Great conversations with Glenn Sabin and Lee Mergner of Jazztimes Magazine in recent weeks.
Two important topics we’ve touched upon – the need for some real “stars” in today’s jazz world, and the question of “where’s the bad” when you need it?
Think about the jazz standouts of the Fifties and Sixties – Miles, Coltrane, Monk, Evans, Dexter, Chick, Blakey, Tatum, the list goes on and on and on. Now close your eyes and conjure up each of those performers in full-blown image. Remember the album covers. A young Miles on “Birth of the Cool.” Trane on “Blue Train.” Monk on “Solo” or “Underground.” Can’t you feel the intensity of those shots, the raw brilliance of expression that made you feel like you were there in the shadows, watching heroes along with the photographer, waiting for the sacred moment that the shutter would fire? Black-and-white 35mm film was made for those moments – freeze framing shots that drove nails of passion into the minds of not only jazz lovers worldwide, but jazz passersby – those who happened across the albums in record stores and knew nothing about the genre, but were still assaulted by something unique, powerful, sensual and raw that every cover exuded.
Those were our stars. And they remain our stars, primarily because precious few have come along to take their place, not only as musicians, but as artists, writers, players, performers, lovers and believers. Believers in the malleability of those 8 notes, and the tenseness of their sharp/flat step-siblings.
Maybe we don’t have any real “stars” these days because there’s no real anger in jazz anymore. The edgy temperaments that once defined so many of the early greats flamed high, then burned out. And somehow, the furnace never got re-lit. The embers went dark and the andirons grew brittle with the passing of time.
Which led to the second topic I discussed with Mergner – where’s the bad when you need it?
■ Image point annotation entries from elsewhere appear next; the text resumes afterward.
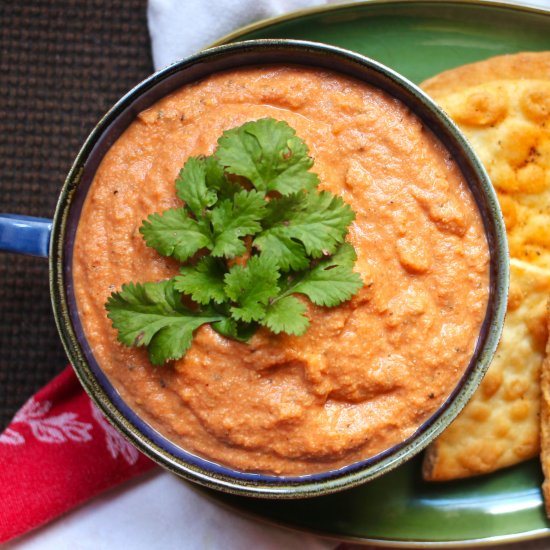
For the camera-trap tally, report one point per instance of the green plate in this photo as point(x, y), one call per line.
point(418, 39)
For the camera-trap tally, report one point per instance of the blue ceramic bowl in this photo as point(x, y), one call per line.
point(32, 237)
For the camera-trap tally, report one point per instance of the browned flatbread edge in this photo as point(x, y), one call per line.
point(520, 66)
point(545, 421)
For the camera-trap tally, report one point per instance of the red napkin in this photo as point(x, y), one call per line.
point(58, 452)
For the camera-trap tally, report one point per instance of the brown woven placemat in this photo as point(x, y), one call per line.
point(63, 63)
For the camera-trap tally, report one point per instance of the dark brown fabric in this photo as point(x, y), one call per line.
point(63, 63)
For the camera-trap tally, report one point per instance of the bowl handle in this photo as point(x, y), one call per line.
point(25, 234)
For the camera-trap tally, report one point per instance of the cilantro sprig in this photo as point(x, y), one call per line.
point(253, 233)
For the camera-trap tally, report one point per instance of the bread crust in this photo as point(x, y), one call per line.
point(521, 66)
point(502, 105)
point(545, 421)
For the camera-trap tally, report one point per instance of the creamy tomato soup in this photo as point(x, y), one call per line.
point(367, 373)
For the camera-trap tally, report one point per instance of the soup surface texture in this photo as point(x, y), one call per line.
point(367, 373)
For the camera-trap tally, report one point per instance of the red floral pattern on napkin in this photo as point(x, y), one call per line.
point(58, 452)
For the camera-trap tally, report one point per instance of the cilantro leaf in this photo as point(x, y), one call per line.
point(152, 314)
point(331, 281)
point(253, 232)
point(236, 218)
point(286, 315)
point(216, 179)
point(288, 254)
point(251, 287)
point(319, 222)
point(174, 233)
point(269, 154)
point(203, 282)
point(191, 186)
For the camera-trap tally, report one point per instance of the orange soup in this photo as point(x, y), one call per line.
point(367, 373)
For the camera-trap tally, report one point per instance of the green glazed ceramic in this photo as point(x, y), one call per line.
point(418, 39)
point(159, 447)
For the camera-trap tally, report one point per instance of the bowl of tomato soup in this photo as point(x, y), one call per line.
point(373, 380)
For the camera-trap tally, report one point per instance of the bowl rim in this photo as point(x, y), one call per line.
point(106, 398)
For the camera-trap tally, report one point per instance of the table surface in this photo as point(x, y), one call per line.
point(63, 63)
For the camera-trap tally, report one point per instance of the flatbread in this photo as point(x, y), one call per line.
point(545, 421)
point(503, 107)
point(500, 425)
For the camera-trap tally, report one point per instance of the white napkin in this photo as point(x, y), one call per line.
point(179, 28)
point(160, 511)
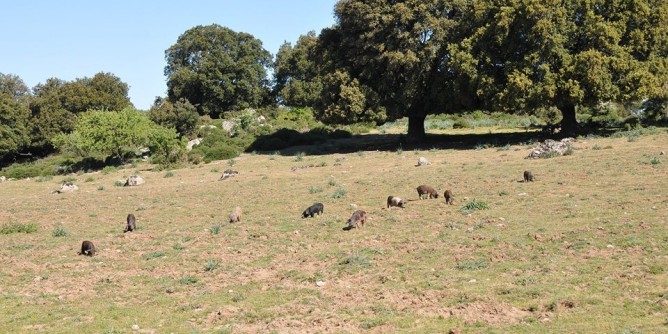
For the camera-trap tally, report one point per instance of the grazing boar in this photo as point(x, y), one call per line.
point(448, 196)
point(312, 210)
point(427, 191)
point(235, 217)
point(87, 248)
point(357, 219)
point(395, 201)
point(132, 225)
point(528, 176)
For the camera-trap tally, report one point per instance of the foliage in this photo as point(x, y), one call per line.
point(344, 100)
point(218, 145)
point(120, 135)
point(413, 58)
point(14, 128)
point(14, 87)
point(474, 205)
point(56, 103)
point(180, 115)
point(59, 232)
point(562, 54)
point(18, 228)
point(297, 82)
point(217, 70)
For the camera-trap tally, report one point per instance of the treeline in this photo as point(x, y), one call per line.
point(570, 62)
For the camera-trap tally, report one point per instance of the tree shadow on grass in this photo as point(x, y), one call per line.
point(324, 145)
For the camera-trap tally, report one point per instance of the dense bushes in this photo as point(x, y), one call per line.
point(120, 135)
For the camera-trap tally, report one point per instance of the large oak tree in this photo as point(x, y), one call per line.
point(525, 54)
point(391, 51)
point(413, 58)
point(217, 70)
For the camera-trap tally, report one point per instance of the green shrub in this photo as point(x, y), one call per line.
point(215, 229)
point(59, 232)
point(220, 152)
point(339, 193)
point(473, 205)
point(462, 123)
point(211, 265)
point(18, 228)
point(472, 265)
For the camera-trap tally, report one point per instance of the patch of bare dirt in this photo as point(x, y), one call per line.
point(490, 313)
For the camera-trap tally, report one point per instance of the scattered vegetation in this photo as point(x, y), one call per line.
point(18, 228)
point(59, 232)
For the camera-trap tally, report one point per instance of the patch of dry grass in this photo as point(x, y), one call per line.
point(582, 249)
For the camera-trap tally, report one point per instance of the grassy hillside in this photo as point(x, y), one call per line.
point(584, 248)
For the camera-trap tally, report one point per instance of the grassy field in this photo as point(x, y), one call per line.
point(583, 249)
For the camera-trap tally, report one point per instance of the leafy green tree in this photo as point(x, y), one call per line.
point(296, 73)
point(56, 103)
point(14, 86)
point(394, 50)
point(103, 134)
point(524, 55)
point(180, 115)
point(345, 101)
point(218, 70)
point(14, 132)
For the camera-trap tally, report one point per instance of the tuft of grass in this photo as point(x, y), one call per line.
point(59, 232)
point(339, 193)
point(371, 323)
point(314, 190)
point(238, 297)
point(551, 154)
point(211, 265)
point(153, 255)
point(356, 260)
point(474, 205)
point(215, 229)
point(472, 265)
point(18, 228)
point(569, 150)
point(188, 280)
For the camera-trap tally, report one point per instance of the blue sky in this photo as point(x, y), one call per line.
point(70, 39)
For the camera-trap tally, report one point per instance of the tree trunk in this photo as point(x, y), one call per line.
point(416, 128)
point(569, 125)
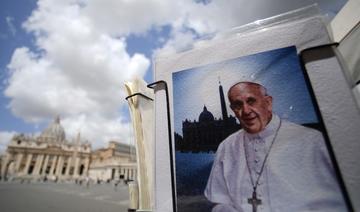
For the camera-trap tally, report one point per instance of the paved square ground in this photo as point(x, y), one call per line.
point(62, 197)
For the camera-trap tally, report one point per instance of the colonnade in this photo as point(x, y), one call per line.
point(51, 165)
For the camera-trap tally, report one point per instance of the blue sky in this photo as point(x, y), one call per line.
point(199, 86)
point(71, 57)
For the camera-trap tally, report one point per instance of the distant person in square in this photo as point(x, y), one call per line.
point(271, 164)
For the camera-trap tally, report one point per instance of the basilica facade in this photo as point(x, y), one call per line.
point(51, 156)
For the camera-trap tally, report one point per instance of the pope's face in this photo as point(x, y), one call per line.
point(251, 106)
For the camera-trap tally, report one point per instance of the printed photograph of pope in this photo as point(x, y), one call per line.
point(271, 164)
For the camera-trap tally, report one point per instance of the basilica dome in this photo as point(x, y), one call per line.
point(54, 133)
point(206, 116)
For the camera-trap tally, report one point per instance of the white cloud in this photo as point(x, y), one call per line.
point(78, 72)
point(5, 138)
point(81, 62)
point(9, 22)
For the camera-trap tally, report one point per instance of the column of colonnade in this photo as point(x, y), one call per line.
point(53, 164)
point(68, 166)
point(27, 164)
point(38, 164)
point(19, 158)
point(59, 166)
point(44, 166)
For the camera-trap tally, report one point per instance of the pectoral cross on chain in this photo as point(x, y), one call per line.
point(254, 201)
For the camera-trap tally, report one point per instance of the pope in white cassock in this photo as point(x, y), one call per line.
point(271, 164)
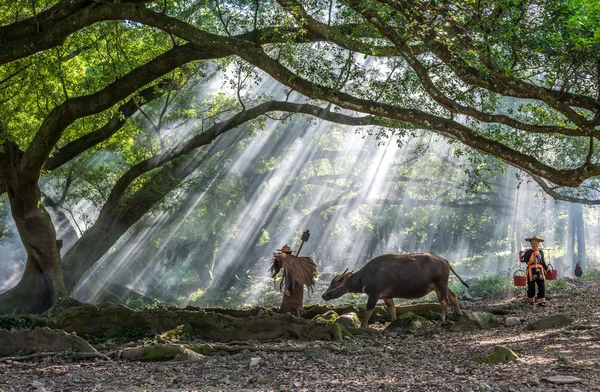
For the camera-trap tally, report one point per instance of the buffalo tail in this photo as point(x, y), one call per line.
point(454, 272)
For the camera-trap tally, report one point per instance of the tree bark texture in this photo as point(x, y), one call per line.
point(295, 301)
point(42, 282)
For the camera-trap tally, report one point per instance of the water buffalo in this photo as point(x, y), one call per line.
point(398, 276)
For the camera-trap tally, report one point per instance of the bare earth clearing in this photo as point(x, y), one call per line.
point(439, 360)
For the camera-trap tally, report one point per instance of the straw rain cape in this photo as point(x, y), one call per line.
point(300, 269)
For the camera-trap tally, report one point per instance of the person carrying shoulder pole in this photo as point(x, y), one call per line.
point(535, 272)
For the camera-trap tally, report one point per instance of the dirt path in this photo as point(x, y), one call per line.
point(435, 362)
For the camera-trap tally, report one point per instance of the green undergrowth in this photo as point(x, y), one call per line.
point(590, 274)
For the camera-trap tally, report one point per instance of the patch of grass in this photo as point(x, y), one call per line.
point(558, 284)
point(513, 305)
point(574, 293)
point(143, 303)
point(488, 286)
point(591, 274)
point(12, 322)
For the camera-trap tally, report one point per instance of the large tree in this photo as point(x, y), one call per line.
point(517, 80)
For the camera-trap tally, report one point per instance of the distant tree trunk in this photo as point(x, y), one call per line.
point(571, 232)
point(295, 301)
point(580, 232)
point(42, 282)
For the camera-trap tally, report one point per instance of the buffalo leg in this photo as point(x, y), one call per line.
point(371, 302)
point(442, 294)
point(391, 307)
point(454, 302)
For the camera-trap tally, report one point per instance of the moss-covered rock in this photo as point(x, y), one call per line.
point(499, 355)
point(349, 320)
point(473, 321)
point(328, 317)
point(204, 349)
point(554, 321)
point(40, 340)
point(311, 311)
point(22, 321)
point(160, 352)
point(406, 323)
point(114, 320)
point(316, 352)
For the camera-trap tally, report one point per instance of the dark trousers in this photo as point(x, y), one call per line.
point(531, 288)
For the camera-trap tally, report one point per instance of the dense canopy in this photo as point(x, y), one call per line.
point(518, 80)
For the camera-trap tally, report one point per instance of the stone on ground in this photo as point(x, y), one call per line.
point(472, 321)
point(499, 355)
point(25, 342)
point(559, 380)
point(160, 352)
point(406, 323)
point(554, 321)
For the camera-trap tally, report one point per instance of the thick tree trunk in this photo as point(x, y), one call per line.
point(571, 232)
point(295, 301)
point(580, 230)
point(42, 282)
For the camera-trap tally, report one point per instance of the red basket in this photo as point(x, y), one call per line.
point(552, 274)
point(520, 280)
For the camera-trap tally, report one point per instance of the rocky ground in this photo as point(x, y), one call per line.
point(432, 359)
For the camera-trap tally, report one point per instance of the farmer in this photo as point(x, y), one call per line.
point(536, 271)
point(285, 289)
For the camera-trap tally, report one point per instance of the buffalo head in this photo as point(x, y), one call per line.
point(337, 288)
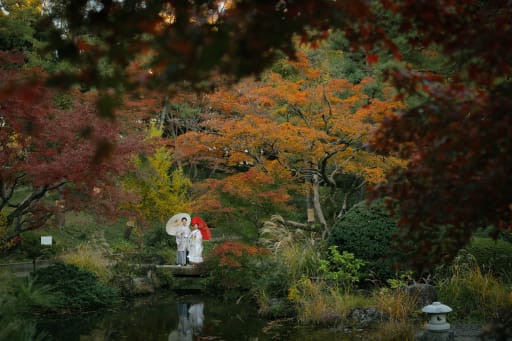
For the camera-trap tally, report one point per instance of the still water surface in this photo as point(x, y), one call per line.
point(186, 318)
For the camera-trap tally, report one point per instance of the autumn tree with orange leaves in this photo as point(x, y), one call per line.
point(303, 134)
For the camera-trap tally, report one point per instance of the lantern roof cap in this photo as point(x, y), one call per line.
point(436, 308)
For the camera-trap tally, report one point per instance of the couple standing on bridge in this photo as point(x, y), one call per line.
point(190, 241)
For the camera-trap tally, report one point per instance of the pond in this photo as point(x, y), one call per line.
point(185, 317)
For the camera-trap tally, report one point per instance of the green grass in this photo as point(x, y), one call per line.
point(81, 229)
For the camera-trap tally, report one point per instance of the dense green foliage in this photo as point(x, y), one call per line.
point(75, 289)
point(492, 255)
point(367, 232)
point(343, 269)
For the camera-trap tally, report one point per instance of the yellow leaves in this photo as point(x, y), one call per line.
point(160, 194)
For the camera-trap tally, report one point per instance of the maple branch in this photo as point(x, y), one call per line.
point(6, 195)
point(296, 109)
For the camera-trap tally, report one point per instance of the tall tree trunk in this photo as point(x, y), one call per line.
point(318, 206)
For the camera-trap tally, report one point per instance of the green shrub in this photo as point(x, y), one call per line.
point(367, 232)
point(75, 289)
point(342, 269)
point(493, 255)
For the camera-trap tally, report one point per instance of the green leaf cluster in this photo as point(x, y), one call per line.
point(162, 192)
point(76, 289)
point(343, 269)
point(367, 232)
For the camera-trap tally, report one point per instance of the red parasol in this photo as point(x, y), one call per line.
point(203, 227)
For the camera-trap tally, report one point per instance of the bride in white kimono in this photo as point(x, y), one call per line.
point(195, 245)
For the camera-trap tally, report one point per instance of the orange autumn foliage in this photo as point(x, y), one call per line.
point(229, 253)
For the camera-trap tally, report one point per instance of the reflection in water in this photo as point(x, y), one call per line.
point(168, 318)
point(190, 322)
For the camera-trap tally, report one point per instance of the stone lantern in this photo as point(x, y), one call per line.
point(437, 313)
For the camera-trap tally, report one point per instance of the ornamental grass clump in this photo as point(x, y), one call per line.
point(320, 304)
point(89, 258)
point(473, 294)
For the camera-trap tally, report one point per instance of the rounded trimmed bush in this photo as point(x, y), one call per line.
point(367, 231)
point(76, 289)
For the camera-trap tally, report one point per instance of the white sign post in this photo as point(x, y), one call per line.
point(46, 240)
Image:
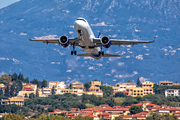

I’m talking about the air of danger, real or imagined, that created these iconic brands that have been with us for 40 or even 50 years, in some cases. True, the foundation was built on their ability to create, play and perform. But there was something else there – a palpable taste of darkness, wickedness, meanness and even malevolence at times. Not with every artist. Not with every producer. But in enough cases that you begin to realize those some of the images we revere may have been closer to photojournalism than we realized. Not staged, not arranged in a Leibovitz-like loft, not created by the labels, nor manipulated by the corporations. Not even brought on by the slide of the addictions. But something more – something “bad.”
Was BAD the BRAND?
Today we see “Bad” as an intentional and calculated move. Rap stars commit felonies, deal, steal, murder, serve time…and die. Tupac, Biggie Smalls, Suge Knight, 50 Cent. A thousand others with enough cred to convince us they’re real. And yet, it’s a false realness. Just being “bad” by society’s standards doesn’t mean much anymore.
And the real question – is it enough to be a craftsman alone? Is it enough to play? Or does there have to be an electrical current of demonocity that powers your core? Something beyond the token posturing of “I’m a badass, don’t push me” that isn’t tied to financial gain?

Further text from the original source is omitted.